Научный диалог (Sep 2020)
From the History of Soviet-Polish Relations in the Early 1920s: the Problem of “Transit to Persia”
Abstract
For the first time in Russian historiography, the discussion that flared up soon after the conclusion of the Riga Peace Treaty in the People’s Commissariat for Foreign Affairs and the People’s Commissariat of Trade on the possibility of granting Poland the right to transit trade with Persia and other countries of the East. It is noted that the head of the People’s Commissariat of Trade L.B. Krasin criticized the position of the plenipotentiary representative of the RSFSR in Warsaw L.L. Obolensky, who considered it possible to grant Poland the right of transit to the East and the most favored nation treatment in trade on reciprocity terms in order to strengthen Moscow’s position in the Polish-Soviet negotiations. It is shown that the People’s Commissariat for Trade did not consider such cooperation to be equivalent, since, according to L.B. Krasin, Poland needed more transit through the Soviet republics than the Soviet state needed transit through Poland.

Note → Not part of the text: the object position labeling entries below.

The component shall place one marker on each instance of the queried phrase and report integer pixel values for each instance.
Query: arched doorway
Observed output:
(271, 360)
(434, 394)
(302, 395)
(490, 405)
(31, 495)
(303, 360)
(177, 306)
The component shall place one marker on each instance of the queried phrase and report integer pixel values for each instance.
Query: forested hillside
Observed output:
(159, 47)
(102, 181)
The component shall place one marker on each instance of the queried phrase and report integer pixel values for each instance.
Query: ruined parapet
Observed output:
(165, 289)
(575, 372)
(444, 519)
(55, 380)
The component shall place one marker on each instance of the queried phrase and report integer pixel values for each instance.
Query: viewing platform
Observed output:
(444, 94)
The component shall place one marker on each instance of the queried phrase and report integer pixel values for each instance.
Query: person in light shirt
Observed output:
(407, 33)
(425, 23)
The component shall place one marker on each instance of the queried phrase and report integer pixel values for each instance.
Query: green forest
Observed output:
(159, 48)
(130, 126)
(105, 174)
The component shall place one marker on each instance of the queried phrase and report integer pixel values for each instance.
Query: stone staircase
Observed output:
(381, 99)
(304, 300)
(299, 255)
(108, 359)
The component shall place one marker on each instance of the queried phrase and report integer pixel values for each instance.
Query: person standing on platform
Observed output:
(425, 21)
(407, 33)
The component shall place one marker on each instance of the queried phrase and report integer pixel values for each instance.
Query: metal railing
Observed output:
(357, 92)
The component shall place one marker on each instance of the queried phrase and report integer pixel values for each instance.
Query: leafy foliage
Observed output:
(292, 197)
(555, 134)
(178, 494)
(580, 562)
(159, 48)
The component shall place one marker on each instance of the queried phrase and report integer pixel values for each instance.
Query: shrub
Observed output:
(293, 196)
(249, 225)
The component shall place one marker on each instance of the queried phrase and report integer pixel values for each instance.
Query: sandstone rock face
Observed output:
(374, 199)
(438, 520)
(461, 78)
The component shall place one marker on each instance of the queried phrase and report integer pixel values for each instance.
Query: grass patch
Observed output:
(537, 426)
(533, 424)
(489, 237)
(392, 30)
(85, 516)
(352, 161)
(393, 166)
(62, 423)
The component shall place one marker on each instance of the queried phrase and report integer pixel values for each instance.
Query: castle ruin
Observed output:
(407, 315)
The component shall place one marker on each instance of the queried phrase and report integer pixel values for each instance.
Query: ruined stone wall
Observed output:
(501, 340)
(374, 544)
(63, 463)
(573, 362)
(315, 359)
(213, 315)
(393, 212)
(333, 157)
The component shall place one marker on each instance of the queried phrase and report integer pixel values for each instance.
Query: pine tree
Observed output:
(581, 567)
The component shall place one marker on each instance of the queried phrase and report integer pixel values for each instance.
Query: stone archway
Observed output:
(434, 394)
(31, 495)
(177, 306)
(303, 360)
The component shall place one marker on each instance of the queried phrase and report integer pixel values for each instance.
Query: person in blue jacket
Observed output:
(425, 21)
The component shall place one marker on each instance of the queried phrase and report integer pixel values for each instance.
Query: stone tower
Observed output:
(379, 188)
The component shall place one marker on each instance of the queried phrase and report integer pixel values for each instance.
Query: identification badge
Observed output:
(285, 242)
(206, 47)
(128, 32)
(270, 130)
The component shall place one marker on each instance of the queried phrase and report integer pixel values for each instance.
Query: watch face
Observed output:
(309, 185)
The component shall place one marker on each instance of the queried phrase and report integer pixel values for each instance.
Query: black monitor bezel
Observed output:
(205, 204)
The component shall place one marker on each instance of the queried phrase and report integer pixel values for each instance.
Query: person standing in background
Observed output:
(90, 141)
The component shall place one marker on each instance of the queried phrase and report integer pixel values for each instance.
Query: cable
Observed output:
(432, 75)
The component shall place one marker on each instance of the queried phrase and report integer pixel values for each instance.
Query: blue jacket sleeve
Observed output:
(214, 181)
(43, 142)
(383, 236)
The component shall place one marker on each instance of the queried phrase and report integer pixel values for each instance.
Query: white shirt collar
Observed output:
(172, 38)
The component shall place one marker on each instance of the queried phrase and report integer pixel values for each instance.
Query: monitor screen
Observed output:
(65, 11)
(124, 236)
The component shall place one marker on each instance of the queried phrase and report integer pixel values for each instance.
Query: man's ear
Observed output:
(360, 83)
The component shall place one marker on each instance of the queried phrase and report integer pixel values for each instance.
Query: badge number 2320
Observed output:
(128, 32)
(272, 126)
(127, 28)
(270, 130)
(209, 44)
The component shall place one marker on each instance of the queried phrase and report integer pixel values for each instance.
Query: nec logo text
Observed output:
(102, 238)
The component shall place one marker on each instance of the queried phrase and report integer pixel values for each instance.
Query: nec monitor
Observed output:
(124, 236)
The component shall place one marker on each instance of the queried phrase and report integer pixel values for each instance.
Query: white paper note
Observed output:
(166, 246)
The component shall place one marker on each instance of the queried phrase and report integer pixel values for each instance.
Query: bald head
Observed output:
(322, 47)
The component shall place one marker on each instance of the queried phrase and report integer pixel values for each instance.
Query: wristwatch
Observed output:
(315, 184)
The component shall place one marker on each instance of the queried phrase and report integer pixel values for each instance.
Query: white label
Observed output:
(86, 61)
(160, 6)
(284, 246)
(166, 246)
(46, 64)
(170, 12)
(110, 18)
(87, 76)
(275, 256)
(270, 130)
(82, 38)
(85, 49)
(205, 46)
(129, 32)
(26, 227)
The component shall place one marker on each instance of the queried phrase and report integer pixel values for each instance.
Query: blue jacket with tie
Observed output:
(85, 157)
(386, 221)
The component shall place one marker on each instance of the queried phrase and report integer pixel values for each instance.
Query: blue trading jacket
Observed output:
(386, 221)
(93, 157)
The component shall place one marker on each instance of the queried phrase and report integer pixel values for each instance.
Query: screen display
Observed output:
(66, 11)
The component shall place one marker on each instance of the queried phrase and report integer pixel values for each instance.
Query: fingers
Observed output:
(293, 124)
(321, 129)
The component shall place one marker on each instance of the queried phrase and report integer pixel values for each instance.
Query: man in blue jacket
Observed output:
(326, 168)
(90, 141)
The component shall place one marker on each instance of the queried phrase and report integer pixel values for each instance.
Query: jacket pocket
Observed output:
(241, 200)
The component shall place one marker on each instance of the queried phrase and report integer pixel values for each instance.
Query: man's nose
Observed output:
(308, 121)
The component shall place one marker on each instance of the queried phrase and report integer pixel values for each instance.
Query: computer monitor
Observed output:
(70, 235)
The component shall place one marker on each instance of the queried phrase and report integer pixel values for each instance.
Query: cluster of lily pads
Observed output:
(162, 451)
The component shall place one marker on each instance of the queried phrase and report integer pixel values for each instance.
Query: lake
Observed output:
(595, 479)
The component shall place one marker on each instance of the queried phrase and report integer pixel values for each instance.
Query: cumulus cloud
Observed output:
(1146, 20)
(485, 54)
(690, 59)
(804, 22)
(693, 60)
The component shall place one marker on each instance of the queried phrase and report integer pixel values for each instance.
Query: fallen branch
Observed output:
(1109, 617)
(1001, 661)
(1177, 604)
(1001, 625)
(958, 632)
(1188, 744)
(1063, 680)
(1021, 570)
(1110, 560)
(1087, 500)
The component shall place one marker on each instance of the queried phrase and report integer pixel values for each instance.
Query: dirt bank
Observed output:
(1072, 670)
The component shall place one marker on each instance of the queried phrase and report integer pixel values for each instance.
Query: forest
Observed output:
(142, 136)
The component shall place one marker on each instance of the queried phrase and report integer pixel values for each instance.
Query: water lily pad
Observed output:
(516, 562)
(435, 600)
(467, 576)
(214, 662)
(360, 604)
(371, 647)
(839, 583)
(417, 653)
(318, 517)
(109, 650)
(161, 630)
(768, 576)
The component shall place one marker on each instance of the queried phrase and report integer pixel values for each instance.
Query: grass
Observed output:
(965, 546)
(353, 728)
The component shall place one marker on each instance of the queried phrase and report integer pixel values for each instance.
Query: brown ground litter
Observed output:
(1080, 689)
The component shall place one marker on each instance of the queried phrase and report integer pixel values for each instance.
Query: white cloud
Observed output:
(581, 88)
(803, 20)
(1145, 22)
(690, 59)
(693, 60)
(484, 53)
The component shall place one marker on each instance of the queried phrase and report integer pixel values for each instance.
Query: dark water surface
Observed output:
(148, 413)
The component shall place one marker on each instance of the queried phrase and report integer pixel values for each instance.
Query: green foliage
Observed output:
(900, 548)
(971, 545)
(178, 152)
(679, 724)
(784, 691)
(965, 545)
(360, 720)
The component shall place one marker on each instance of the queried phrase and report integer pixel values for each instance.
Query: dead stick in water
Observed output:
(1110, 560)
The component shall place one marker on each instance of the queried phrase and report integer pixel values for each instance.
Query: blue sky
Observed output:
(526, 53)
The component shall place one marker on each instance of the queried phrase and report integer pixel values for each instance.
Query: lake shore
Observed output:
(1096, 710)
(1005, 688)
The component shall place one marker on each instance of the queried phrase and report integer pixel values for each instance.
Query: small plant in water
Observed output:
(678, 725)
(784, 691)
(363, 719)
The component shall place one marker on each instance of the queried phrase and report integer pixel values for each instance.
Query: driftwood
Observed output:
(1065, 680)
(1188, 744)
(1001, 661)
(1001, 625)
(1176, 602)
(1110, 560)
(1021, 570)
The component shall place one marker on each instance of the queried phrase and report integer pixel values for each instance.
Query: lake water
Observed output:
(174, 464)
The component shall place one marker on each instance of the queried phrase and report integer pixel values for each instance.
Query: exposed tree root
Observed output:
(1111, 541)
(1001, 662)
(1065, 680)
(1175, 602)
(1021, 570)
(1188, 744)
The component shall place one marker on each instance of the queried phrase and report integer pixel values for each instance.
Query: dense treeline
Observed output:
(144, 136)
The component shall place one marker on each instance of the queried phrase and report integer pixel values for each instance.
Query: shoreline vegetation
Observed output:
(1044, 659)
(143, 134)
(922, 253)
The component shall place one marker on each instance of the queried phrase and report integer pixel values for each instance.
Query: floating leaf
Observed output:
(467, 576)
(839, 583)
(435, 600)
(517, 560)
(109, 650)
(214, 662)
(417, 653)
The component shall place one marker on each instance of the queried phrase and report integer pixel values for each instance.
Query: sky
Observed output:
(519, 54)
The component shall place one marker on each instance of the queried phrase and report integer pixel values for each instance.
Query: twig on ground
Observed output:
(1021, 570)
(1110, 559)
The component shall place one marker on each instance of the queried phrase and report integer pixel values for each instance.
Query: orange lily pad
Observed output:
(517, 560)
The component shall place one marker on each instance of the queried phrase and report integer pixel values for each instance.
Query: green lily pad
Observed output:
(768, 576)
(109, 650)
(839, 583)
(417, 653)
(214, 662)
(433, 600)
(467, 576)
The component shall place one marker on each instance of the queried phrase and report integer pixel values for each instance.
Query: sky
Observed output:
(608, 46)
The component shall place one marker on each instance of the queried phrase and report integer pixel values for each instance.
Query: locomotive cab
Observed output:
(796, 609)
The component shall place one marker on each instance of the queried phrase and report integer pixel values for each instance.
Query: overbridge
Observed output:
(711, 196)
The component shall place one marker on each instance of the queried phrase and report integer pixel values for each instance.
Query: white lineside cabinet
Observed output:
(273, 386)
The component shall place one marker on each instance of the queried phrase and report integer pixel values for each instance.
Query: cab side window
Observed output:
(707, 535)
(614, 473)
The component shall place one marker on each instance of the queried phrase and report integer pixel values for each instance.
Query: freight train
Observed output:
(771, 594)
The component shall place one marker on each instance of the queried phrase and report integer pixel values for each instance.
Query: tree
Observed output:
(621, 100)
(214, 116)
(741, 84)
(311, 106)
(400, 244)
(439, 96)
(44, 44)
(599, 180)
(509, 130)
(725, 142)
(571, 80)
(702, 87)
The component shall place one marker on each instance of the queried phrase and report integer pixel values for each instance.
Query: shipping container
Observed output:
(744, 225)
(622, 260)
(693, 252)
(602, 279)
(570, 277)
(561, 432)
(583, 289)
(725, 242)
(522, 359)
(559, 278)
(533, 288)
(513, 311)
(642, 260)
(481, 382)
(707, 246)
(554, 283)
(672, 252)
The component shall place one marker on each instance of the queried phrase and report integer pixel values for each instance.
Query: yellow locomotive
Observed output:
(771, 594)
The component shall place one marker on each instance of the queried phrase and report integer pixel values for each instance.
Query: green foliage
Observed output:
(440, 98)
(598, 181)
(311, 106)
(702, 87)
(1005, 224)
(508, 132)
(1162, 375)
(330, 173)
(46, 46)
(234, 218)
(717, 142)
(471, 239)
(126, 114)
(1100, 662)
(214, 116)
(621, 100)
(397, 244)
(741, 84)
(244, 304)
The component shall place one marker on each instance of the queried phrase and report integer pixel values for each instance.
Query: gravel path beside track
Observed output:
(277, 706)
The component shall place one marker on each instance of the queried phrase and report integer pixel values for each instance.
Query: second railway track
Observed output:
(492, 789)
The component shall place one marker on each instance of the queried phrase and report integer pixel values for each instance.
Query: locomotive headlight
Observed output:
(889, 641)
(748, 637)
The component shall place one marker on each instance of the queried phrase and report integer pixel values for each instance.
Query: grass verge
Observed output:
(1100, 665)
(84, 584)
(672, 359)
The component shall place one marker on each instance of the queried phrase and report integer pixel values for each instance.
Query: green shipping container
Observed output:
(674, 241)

In the course of the study, it was found that the People’s Commissariat of Trade allowed such a situation only if Poland would additionally make political concessions, the nature of which had not yet been clear at that time. It is traced in the article how, as a result of the discussion, the line of the People’s Commissariat for Trade won and in fact the Soviet leadership adhered to it until mid-1923. The relevance and novelty of the research is due to the introduction into scientific circulation of archival materials declassified in the post-Soviet era and for the first time introduced into scientific circulation, which allow discovering new vicissitudes of Polish-Soviet relations, including the organization of transit trade.